В традиционной китайской экономике не существует фигуры, сравнимой по социальной значимости с японским banto, профессиональным менеджером, приглашенным из-за границы для ведения дел семьи. Даже мелкое семейное предприятие в Китае часто нуждается в привлечении наемной рабочей силы, но отношения между наемными служащими и семьей-владельцем/руководителем поддерживаются весьма отдаленные. Японское ощущение предприятия или компании как суррогата семьи здесь не существует. Наемные работники в Китае обычно стремятся обзавестись собственным семейным делом, а не задержаться в одной компании надолго. Сравнительные исследования в области менеджмента показали, что китайские руководители поддерживают дистанцию в отношениях между собой и со служащими. Чувства непринужденности, равенства и товарищества, возникающие, когда японский менеджер идет вечером посидеть в баре со своими подчиненными, не характерны для китайской культуры. Поездки, финансируемые компанией, когда весь офис — руководители и подчиненные — покидают Токио или Нагою и на несколько дней отправляются отдыхать за город, на природу, так характерные для японского бизнеса, невозможны в Китае так же, как и на Западе. В Гонконге или Тайбее в общем выезде за город, в совместных каникулах участвуют лишь члены семьи, люди, связанные родственными узами. Менеджеры-нечлены семьи не получают достойного вознаграждения и часто жалуются на непонимание при общении с хозяином. Более того, они крайне редко делают карьеру, так как член семьи всегда будет предпочтительней для назначения на важный пост.
Другими словами, проблема семейственности, в которой Вебер и другие исследователи видели основную причину, тормозящую модернизацию, не исчезла из китайской экономической жизни, несмотря на заметное экономическое развитие китайского общества. Эта проблема укоренилась отчасти потому, что семья является главной ценностью в китайской культуре, но также и потому, что китайцы нашли возможность построить свою работу вокруг семьи. Основатели многих крупных китайских компаний решают эту проблему, посылая своих отпрысков на учебу в бизнес-школы Стэнфорда, Йеля и др. Другая альтернатива — заключение брака — обеспечивает вливание новых талантов из другой семьи. Существует множество примеров того, как сыновья, получившие медицинское или научное образование в Америке, вызываются домой для того, чтобы возглавить семейный бизнес. Но тут существуют некоторые ограничения, так как бизнес растет непропорционально росту семьи.
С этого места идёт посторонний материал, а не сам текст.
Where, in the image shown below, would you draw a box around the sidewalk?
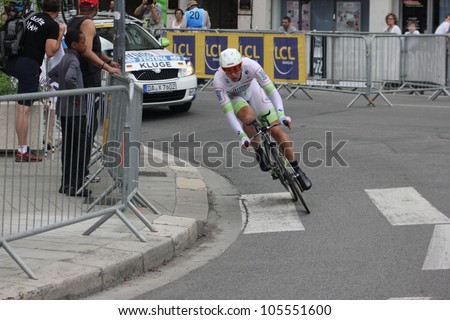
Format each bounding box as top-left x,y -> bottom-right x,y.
0,150 -> 209,299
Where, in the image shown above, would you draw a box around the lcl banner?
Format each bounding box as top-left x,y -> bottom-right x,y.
167,32 -> 306,84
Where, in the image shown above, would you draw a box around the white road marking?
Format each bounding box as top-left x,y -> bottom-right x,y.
365,187 -> 450,226
388,297 -> 433,300
239,192 -> 305,234
422,225 -> 450,270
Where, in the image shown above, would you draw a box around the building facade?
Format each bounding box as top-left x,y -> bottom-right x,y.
129,0 -> 450,33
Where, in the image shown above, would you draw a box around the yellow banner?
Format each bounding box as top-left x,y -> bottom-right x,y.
167,32 -> 306,84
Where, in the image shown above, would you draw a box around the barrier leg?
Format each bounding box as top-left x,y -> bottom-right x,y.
347,93 -> 363,108
116,209 -> 148,242
0,240 -> 38,280
83,212 -> 115,236
85,185 -> 117,212
373,92 -> 393,108
127,201 -> 156,232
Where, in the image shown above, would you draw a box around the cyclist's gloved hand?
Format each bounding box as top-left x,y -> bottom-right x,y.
240,136 -> 250,149
280,116 -> 291,129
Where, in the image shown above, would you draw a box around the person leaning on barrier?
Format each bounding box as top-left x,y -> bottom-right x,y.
184,1 -> 211,29
172,8 -> 186,29
213,48 -> 312,190
5,0 -> 65,162
48,29 -> 91,197
434,13 -> 450,38
134,0 -> 164,37
68,0 -> 121,182
278,16 -> 297,33
383,13 -> 402,34
107,1 -> 114,12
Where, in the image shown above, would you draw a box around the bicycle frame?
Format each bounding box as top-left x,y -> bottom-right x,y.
248,112 -> 310,213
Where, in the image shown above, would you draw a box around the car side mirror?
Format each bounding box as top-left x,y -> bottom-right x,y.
159,38 -> 170,48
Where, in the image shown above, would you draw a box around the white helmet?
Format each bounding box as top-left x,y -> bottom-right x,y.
219,48 -> 242,68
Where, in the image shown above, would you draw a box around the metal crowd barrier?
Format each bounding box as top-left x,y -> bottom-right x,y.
161,28 -> 450,107
287,32 -> 450,107
0,76 -> 159,279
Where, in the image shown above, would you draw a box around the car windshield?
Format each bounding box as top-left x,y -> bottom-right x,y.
97,23 -> 162,51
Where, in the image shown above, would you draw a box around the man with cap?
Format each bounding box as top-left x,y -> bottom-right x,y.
134,0 -> 164,37
5,0 -> 65,162
67,0 -> 121,182
184,1 -> 211,29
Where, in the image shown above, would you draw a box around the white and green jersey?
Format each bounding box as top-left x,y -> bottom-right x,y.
213,57 -> 284,138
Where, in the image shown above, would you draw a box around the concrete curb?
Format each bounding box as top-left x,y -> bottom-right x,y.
0,150 -> 209,300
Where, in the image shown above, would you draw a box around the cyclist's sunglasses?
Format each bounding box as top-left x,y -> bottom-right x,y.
222,63 -> 242,74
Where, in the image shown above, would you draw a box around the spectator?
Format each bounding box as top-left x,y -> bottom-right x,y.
184,0 -> 211,29
2,11 -> 9,22
68,0 -> 121,182
383,13 -> 402,34
5,0 -> 65,162
48,29 -> 91,197
107,1 -> 114,12
172,8 -> 186,29
405,21 -> 420,35
434,13 -> 450,37
278,16 -> 297,33
134,0 -> 164,37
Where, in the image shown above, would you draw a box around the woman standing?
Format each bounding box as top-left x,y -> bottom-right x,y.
172,8 -> 186,29
383,13 -> 402,34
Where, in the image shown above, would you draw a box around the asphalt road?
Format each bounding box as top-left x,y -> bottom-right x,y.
88,90 -> 450,300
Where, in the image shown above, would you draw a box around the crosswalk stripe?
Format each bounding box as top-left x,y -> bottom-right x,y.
365,187 -> 450,226
388,297 -> 433,300
240,192 -> 305,234
422,225 -> 450,270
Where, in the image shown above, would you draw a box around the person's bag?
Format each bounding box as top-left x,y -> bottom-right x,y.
0,13 -> 34,71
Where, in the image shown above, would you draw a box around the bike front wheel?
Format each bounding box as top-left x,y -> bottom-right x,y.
272,148 -> 311,213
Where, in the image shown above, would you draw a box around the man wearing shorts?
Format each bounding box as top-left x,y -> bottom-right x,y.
213,49 -> 312,190
5,0 -> 65,162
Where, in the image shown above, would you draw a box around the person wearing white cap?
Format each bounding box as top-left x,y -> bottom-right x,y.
184,0 -> 211,29
134,0 -> 164,37
213,48 -> 312,190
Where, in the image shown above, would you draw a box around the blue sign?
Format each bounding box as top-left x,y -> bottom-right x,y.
204,35 -> 228,75
238,36 -> 264,66
172,35 -> 195,67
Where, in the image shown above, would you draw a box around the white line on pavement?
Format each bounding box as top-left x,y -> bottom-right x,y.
240,192 -> 305,234
365,187 -> 450,226
422,225 -> 450,270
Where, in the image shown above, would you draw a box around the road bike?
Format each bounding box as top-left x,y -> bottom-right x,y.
247,111 -> 311,213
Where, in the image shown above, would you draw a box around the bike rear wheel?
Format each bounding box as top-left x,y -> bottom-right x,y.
271,147 -> 311,213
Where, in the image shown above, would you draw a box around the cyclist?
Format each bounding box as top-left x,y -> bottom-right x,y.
213,48 -> 312,190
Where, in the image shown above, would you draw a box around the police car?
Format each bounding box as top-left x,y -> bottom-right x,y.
94,15 -> 197,112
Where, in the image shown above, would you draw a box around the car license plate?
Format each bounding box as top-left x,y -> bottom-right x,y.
144,82 -> 177,93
Серьезное влияние семейных ценностей ставит китайского потребителя перед дилеммами, нехарактерными для других стран. Рассмотрим следующее описание магазинов в Гонконге: «Покупатель — близкий родственник ждет, что продавец уступит ему товар по низкой цене, продавец же, наоборот, считает что родственник должен торговаться… Одна пожилая дама никогда не заходила в магазин, принадлежащий сыну ее сестры, так как считала себя обязанной что-либо там купить, даже если в магазине не было той вещи, за которой она пришла. Поэтому она предпочитала другие магазины, где она могла спокойно выбрать и купить именно то, что ей было нужно, уйти оттуда, если она ничего не нашла, и яростно торговаться, если нашла».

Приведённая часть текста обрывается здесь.